Call Sutherland up and go to see him tonight, Ralph thought suddenly, confront him and his wife in their own house with the truth. Wouldn’t Mrs Sutherland welcome that? On the other hand, Ralph was sure that Sutherland would refuse to let him come up, and would say—as he’d said at the very first, Ralph recalled, when he’d brought Sutherland’s wallet to him—“I’ll meet you down on the sidewalk.” More likely, Sutherland wouldn’t meet him anywhere.
Ring their bell and barge in, Ralph decided. Take a chance on being able to do that.
Ralph directed his steps westward toward Sixth Avenue, walking steadily, and collecting his thoughts. He would remind Sutherland, in the presence of Natalia, of the Sunday morning when he had seen Elsie and her friend Marion in Sutherland’s company at 6 in the morning. He would present the Sutherlands with a lot of truths, and demand to know other truths from Sutherland himself.

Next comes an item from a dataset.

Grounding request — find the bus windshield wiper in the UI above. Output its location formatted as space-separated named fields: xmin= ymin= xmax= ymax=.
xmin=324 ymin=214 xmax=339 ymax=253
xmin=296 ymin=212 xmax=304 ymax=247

Feeling more and more sure of himself, Ralph was a bit jolted to see Sutherland walking toward him on Grove Street. Ralph had just turned the corner from Bedford, having taken a longer route than necessary.
“Mr Sutherland,” said Ralph.
“Ye-es.—Hello.” Sutherland’s silent steps slowed. He was carrying a white plastic sack.
“I’d like to say a few things to you. And to your wife. May I come up to your apartment for a couple of minutes? I’d like your wife to hear what I have to say.”
Sutherland took another slow step toward Ralph in what Ralph felt was a hostile or at least unfriendly manner. Sutherland had been near his own doorstep when Ralph had seen him, and now they were drifting toward Bedford, Ralph along with Sutherland.